The challenging year has led to a decline in capital raising for private debt funds, with the slowest pace since 2018 and fundraising times averaging 26 months, up from the long-term average of 16 months. Furthermore, private debt managers, face increased scrutiny, are either struggling to raise funds or adopting a more selective approach, impacting deal closures and elongating diligence periods.
With regards to regional variations, it is notable to observe the dwindling dominance of the UK which has historically led with number of deal closes. From 36% in H2 2022 and a longer-term average of 34% share of total deals in private debt, the UK fell to just over 20% in the first half of 2023. Notably, France led with 74 deals closed, followed by the UK with 68, Germany at 29, and the rest of Europe at 85.

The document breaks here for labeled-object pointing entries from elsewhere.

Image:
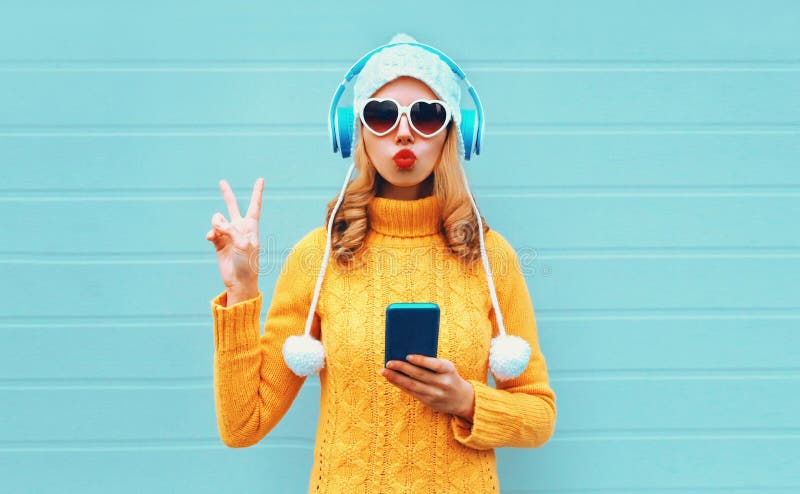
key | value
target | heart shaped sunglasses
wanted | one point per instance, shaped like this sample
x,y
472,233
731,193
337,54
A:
x,y
427,117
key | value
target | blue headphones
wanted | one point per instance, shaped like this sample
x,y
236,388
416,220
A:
x,y
341,121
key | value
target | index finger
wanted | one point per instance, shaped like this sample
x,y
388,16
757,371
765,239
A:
x,y
230,200
254,210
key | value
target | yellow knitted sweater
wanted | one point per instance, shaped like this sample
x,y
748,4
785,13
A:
x,y
371,436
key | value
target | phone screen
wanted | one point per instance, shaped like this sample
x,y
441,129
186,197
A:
x,y
411,328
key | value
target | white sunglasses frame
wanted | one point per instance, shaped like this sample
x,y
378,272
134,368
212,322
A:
x,y
405,110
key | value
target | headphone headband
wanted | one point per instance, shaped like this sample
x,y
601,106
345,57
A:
x,y
475,129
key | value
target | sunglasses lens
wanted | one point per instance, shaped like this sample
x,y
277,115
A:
x,y
428,117
380,116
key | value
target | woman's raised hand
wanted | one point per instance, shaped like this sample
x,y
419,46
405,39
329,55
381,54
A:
x,y
237,245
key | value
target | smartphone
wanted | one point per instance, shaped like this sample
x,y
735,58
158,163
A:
x,y
411,328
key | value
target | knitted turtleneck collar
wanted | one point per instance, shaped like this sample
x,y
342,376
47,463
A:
x,y
405,218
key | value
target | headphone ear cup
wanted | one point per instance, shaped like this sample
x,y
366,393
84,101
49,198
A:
x,y
468,129
344,129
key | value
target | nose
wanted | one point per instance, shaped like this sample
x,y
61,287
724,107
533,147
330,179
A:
x,y
404,135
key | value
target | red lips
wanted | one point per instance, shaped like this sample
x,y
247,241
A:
x,y
405,158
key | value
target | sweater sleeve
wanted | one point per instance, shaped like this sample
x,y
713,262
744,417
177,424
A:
x,y
520,412
253,387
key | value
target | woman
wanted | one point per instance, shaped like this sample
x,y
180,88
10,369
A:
x,y
405,232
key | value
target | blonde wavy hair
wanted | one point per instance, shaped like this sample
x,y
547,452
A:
x,y
459,223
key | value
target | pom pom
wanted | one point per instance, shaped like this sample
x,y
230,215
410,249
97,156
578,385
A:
x,y
402,38
303,354
508,356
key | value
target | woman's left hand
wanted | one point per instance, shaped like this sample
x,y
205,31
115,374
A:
x,y
435,382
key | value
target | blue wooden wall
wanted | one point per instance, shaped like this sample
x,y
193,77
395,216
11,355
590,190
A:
x,y
642,157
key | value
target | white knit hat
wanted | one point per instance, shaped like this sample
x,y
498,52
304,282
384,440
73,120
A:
x,y
509,355
413,61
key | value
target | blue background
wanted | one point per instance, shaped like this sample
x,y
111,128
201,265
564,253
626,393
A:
x,y
641,156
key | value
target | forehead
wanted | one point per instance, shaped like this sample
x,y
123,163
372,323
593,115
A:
x,y
405,90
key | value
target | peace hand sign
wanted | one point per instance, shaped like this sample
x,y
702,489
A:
x,y
236,242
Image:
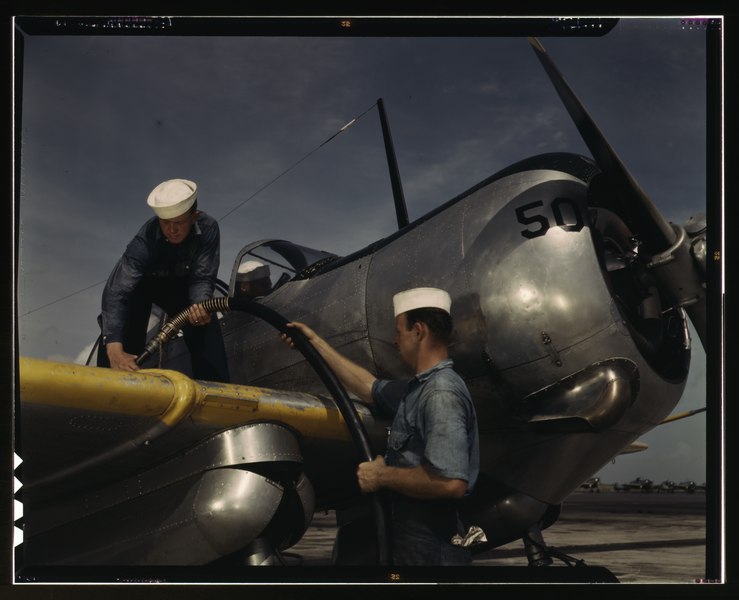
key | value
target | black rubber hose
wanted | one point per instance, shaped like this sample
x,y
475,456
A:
x,y
319,365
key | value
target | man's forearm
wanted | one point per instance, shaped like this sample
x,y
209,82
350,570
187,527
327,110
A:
x,y
420,483
356,379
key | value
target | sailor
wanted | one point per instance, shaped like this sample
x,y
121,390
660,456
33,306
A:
x,y
432,458
172,262
253,279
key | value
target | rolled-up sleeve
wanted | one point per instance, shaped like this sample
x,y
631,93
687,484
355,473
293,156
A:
x,y
205,263
446,450
126,275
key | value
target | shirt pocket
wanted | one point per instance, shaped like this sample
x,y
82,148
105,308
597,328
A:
x,y
399,440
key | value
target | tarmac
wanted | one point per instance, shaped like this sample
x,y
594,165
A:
x,y
633,537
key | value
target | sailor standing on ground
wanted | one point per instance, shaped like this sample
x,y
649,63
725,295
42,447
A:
x,y
253,280
172,262
433,456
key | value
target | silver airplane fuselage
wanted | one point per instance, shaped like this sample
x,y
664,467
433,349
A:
x,y
543,339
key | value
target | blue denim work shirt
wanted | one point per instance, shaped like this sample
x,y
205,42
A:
x,y
434,423
148,255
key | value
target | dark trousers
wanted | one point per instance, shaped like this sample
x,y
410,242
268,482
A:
x,y
205,343
422,532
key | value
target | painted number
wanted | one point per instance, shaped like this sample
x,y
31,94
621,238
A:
x,y
565,211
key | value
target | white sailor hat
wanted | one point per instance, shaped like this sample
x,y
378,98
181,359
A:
x,y
421,298
173,198
252,270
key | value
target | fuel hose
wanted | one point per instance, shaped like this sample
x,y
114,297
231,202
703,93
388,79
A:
x,y
328,377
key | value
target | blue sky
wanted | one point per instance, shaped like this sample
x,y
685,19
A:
x,y
106,118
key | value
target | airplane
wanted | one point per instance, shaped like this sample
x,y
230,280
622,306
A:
x,y
640,483
571,299
666,486
591,484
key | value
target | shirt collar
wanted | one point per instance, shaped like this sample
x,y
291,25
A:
x,y
158,235
444,364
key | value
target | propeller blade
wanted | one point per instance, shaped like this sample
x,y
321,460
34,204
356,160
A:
x,y
618,190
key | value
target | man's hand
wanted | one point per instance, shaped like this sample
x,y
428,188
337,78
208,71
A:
x,y
119,358
368,475
197,315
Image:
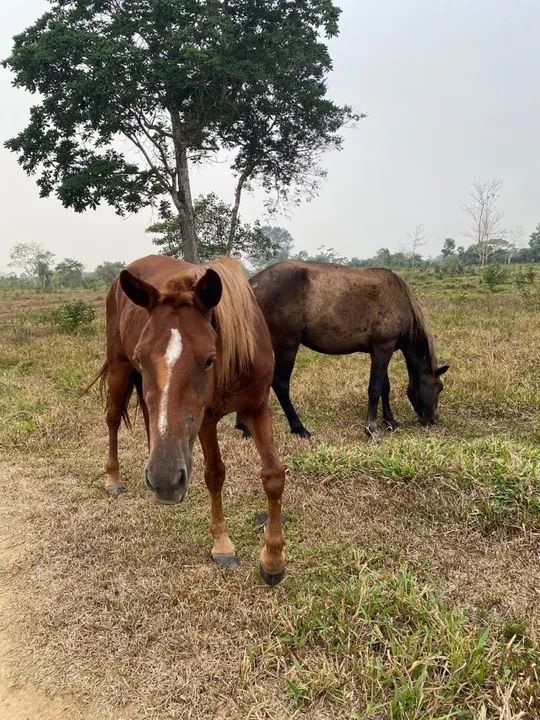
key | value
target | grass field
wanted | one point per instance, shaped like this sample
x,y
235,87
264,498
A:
x,y
413,581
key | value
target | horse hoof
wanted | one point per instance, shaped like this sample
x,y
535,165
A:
x,y
115,490
262,518
272,579
229,560
372,434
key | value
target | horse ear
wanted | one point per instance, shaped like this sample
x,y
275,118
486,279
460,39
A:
x,y
208,290
139,291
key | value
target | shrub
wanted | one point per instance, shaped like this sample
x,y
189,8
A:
x,y
494,275
523,281
74,316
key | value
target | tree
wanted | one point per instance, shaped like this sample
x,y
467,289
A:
x,y
534,244
177,81
108,271
448,248
416,240
282,238
282,243
213,218
512,244
485,230
69,272
324,254
34,260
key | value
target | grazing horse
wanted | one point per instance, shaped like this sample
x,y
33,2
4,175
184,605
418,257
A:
x,y
192,342
339,310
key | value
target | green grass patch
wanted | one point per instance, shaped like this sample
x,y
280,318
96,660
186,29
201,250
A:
x,y
500,477
376,643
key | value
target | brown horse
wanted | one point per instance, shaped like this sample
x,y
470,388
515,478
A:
x,y
338,310
192,342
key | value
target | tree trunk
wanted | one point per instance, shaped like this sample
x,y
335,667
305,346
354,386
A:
x,y
234,215
181,195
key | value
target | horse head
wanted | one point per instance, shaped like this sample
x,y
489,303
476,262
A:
x,y
175,355
423,392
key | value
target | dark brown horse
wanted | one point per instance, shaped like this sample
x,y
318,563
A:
x,y
338,310
192,342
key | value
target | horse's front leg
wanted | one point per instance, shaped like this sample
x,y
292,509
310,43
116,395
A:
x,y
272,567
118,391
223,552
380,358
388,416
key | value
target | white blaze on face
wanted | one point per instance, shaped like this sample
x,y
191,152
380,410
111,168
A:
x,y
172,353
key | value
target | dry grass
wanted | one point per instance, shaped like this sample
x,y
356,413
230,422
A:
x,y
413,579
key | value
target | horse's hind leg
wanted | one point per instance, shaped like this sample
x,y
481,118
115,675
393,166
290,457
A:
x,y
380,357
223,552
285,358
388,415
272,567
240,425
119,387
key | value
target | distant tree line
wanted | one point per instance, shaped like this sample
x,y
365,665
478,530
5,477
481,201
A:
x,y
257,246
37,267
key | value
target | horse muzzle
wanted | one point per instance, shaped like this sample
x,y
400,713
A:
x,y
168,490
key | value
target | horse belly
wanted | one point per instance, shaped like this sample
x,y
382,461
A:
x,y
325,336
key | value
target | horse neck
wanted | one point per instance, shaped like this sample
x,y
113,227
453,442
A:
x,y
418,359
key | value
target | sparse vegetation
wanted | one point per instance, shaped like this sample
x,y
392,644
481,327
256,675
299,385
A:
x,y
71,316
413,565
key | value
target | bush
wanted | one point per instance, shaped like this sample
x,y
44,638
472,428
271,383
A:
x,y
74,316
524,281
494,275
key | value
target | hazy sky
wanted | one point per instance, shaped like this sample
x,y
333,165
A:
x,y
452,92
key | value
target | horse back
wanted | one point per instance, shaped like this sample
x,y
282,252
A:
x,y
331,308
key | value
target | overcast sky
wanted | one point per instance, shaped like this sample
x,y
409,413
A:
x,y
452,92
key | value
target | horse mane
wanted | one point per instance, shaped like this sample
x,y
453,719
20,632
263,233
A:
x,y
419,332
234,319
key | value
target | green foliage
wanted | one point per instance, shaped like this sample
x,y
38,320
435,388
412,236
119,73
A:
x,y
177,80
281,240
449,247
72,316
34,260
534,245
212,218
524,281
107,271
69,273
494,276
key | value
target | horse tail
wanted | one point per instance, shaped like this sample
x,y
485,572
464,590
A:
x,y
102,377
419,330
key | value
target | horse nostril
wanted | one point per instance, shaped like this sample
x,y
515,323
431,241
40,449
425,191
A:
x,y
181,479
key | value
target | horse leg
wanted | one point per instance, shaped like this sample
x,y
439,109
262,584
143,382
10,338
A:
x,y
285,358
119,386
388,415
223,552
272,559
240,425
144,406
380,357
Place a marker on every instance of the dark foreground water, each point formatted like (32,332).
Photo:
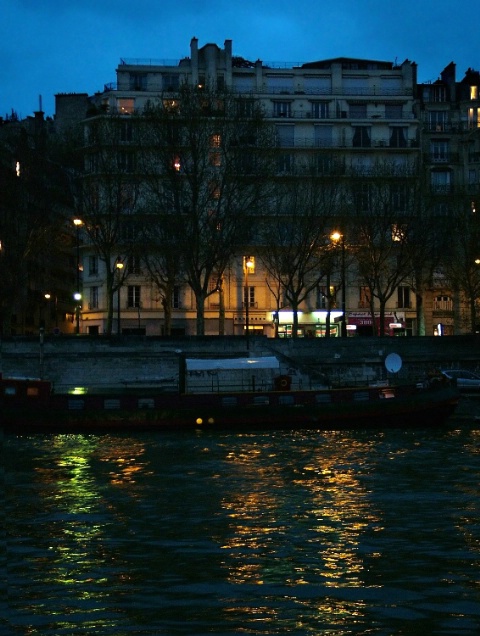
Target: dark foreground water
(265,533)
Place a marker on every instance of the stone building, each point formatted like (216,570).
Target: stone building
(350,112)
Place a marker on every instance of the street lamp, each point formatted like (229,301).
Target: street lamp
(249,265)
(337,237)
(119,266)
(77,296)
(48,297)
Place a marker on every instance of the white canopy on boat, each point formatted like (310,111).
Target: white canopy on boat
(199,364)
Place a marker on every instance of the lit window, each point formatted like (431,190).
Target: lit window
(170,105)
(215,159)
(215,141)
(126,106)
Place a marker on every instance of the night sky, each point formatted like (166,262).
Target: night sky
(63,46)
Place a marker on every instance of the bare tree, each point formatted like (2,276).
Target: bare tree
(381,232)
(34,205)
(206,161)
(108,199)
(294,240)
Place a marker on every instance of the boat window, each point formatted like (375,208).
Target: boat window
(146,403)
(111,403)
(323,398)
(229,401)
(76,405)
(361,396)
(387,393)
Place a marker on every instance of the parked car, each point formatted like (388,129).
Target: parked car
(466,380)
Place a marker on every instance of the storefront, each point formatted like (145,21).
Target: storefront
(360,324)
(310,324)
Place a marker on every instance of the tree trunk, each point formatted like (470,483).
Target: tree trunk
(200,301)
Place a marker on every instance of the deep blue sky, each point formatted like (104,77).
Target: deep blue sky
(62,46)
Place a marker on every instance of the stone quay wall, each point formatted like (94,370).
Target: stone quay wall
(70,361)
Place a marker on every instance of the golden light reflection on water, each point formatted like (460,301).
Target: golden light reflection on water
(80,558)
(331,509)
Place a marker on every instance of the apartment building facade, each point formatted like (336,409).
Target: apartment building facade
(449,114)
(346,111)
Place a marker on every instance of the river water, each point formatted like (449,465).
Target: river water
(262,533)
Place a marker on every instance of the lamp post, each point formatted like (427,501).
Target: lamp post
(119,266)
(77,296)
(249,265)
(48,297)
(338,237)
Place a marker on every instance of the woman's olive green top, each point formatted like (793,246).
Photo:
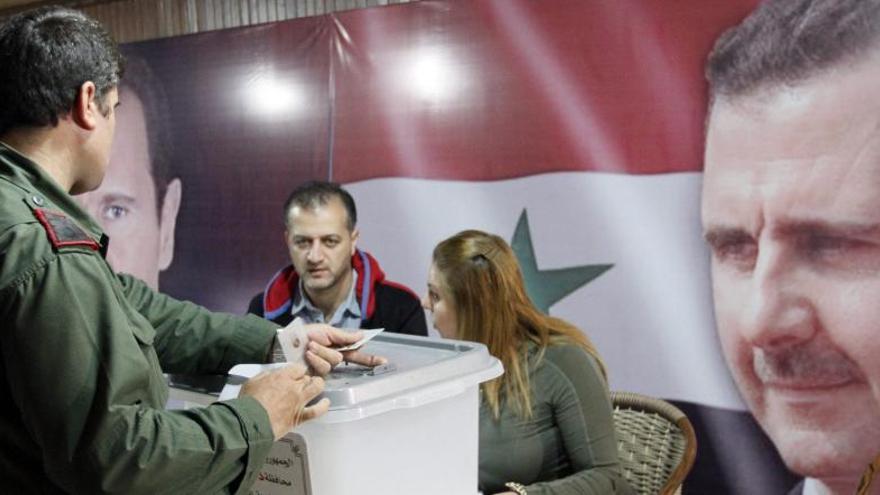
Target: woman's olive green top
(82,355)
(569,445)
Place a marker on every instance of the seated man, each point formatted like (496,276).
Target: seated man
(330,280)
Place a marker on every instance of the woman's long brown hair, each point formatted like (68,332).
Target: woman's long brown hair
(480,274)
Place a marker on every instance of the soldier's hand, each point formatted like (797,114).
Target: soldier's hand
(284,394)
(322,357)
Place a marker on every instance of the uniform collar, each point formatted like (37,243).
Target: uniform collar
(40,190)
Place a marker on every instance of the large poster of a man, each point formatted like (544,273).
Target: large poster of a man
(573,129)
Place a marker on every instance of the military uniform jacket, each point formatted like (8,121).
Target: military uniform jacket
(83,350)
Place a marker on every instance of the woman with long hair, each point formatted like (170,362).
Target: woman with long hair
(546,425)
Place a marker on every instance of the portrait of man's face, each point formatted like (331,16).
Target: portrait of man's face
(791,211)
(141,230)
(320,244)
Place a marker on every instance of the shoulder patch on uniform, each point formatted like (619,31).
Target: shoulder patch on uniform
(63,231)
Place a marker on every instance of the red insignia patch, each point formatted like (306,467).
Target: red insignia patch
(63,231)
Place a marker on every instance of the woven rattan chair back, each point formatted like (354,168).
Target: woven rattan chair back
(655,442)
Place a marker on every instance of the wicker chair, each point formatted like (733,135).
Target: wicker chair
(655,442)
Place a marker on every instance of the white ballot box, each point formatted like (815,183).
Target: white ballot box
(408,427)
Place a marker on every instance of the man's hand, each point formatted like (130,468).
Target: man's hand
(284,394)
(321,356)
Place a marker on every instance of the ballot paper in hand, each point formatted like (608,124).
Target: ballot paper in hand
(293,340)
(368,335)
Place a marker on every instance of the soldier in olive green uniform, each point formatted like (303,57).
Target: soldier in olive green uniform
(83,348)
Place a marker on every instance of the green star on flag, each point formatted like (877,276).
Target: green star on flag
(547,287)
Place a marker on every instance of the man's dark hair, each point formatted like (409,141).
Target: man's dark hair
(318,193)
(46,55)
(140,80)
(784,42)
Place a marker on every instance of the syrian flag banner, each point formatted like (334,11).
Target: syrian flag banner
(572,129)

These numbers may continue to move in same direction given the UK’s deal volume share has decreased whereas France matched 2022’s performance and Germany experienced a 78% surge. Though the Benelux region is still a smaller piece of the pie, it also remained stable, bucking the reduced deal flow observed in the UK.
These dynamics signify a transformative period in the private debt landscape, reshaping the geographical distribution of deals and altering the UK's historical stronghold.
Public Bond Markets:
The bond market signals that interest rates will continue to persist well above pre-pandemic levels. As of Q4 2023 there was an average of 4% short-term interest rates compared to the last decade's 1.2% and yields on US ten-year government bonds reaching 4.2%.
There does however seem to be cautious optimism in primary loan markets, evident in the European Leveraged Loan Index rising by 96 points. This resurgence suggests that primary loan markets may increasingly pose competition to private markets, adding complexity to the evolving financial landscape.